When Marshall McLuhan coined the phrase “the medium is the message” in 1964, personal computers, mobile phones, and the Internet did not exist. We appreciate today his foresight in predicting how thinking is influenced in this fast-paced, complex digital era.

Nicholas Carr wrote in The Shallows: What the Internet is Doing to Our Brains: “[Media] supply the stuff of thought, but they also shape the process of thought. And what the Net seems to be doing is chipping away my capacity for concentration and contemplation. Whether I’m online or not, my mind now expects to take in information the way the Net distributes it: in a swiftly moving stream of particles.”
The march and impact of technology are inexorable and constantly changing. Deloitte’s top-ten predictions for Canada in 2016 are mind-boggling:

  1. Mobile touch commerce will increase 150% to one million users;
  2. Mobile games will become the leading platform with 37% of sales;
  3. Mobile ad-blockers will place less than 0.1% of the market at risk;
  4. Millennials will use mostly laptops, not just their smartphones;
  5. Virtual reality headsets will become a massive market;
  6. Women will occupy less than 25% of IT jobs and education;
  7. Movie theatre admissions will slide another 3%;
  8. Traditional pay-television markets will continue to erode;
  9. Cognitive technologies like Artificial Intelligence will grow 25%; and
  10. Gigabit-per-second Internet connections will surge to four million.

Start the revolution without me

The Digital Revolution has liberated information monopolies and consumption. The marketplace of ideas is booming, supported by innovation hubs, communities, and networks. Social media are having an impact on virtually everything — citizen and stakeholder engagement, political discourse, policy making, service delivery, social activism. It is important for public managers to know and apply these new tools.

But digitization is not evenly distributed. While more people globally have access to mobile phones than electricity or water, the anticipated digital dividends of higher growth, more jobs, and better public services have fallen short of expectations. Despite tripling to 3.2 billion Internet users in a decade, 60% of the world’s population is offline and remains excluded from the digital economy.
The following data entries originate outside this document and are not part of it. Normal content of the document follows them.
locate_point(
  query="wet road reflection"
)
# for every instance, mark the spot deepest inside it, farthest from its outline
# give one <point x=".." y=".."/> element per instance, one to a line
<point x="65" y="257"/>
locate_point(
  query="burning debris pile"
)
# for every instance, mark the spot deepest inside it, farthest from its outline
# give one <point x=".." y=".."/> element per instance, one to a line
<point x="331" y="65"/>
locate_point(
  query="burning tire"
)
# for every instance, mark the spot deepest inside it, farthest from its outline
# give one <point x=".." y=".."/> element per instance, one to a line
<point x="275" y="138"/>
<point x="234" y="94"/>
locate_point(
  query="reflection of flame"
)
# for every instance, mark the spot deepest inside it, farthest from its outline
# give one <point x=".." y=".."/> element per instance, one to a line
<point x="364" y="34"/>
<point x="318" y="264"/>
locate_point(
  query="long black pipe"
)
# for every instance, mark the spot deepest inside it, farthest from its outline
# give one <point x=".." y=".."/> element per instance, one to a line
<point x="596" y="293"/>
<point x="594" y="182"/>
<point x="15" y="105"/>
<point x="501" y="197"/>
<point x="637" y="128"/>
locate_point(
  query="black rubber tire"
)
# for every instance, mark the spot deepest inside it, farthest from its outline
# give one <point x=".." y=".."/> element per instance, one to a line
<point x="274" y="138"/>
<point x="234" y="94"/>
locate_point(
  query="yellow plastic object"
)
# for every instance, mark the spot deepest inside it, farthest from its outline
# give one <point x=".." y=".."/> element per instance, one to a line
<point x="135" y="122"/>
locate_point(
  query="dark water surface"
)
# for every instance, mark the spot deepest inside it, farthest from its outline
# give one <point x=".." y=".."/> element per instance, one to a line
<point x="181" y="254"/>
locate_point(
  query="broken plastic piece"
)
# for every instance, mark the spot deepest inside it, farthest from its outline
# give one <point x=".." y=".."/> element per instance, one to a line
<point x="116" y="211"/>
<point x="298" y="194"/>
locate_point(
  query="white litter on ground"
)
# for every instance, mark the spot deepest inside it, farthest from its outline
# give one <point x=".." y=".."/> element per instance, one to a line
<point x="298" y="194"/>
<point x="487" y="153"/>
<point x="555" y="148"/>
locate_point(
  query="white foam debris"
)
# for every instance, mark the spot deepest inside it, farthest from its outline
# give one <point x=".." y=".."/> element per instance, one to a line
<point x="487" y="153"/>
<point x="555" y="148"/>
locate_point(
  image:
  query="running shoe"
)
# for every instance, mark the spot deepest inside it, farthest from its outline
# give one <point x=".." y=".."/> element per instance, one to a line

What will it take to better leverage digitization for development? World Bank President Jim Yong Kim says, “We must continue to connect everyone and leave no one behind because the cost of lost opportunities is enormous. But for digital dividends to be widely shared among all parts of society, countries also need to improve their business climate, invest in people’s education and health, and promote good governance.” In short, the analog must catch up and realign with the digital.

Tech-savvy managers needed

What is the role of digitization in public service? What potential improvements could digital technologies bring to public administration? Which enduring issues will still remain? What practices and research are needed to function in the emerging digital environment?

Middle managers are a key group for establishing technological relevance within government. Asking public servants to engage in innovation means giving access to technological platforms that enable connectivity, inside and out. It also means coaching them to use tools in ways that add productivity to their jobs. Tweeting suggestions up the chain of command can be an innovation enabler. But it is not a panacea and depends upon wise leaders who recognize good ideas.

Enabling middle managers to stay technology-relevant prompts behaviours that better navigate data and communications. For example, corporate systems can facilitate scheduling of teleconferences across time zones, looping in senior managers and stakeholders to promote collaboration and enrich dialogue. Mobile devices can also access enterprise apps that improve mission efficiency and citizen apps that foster public engagement.

Governments that invest prudently in technology also capitalize on good practice — innovation, collaboration, incentives, training, metrics. They redeem and multiply the benefits of cultural change and comparative advantage. The managerial challenges are threefold:

  1. Motivating public servants to contribute intellectual property to the cause;
  2. Accessing promising external ideas that advance internal processes; and
  3. Melding ideas and resources to improve the capacity to innovate.

In times of growing demand and constrained resources, governments must find and deliver innovative technological solutions to operational problems. Cognitive governments learn from interactions with data and people, continuously reconfiguring in pursuit of better outcomes.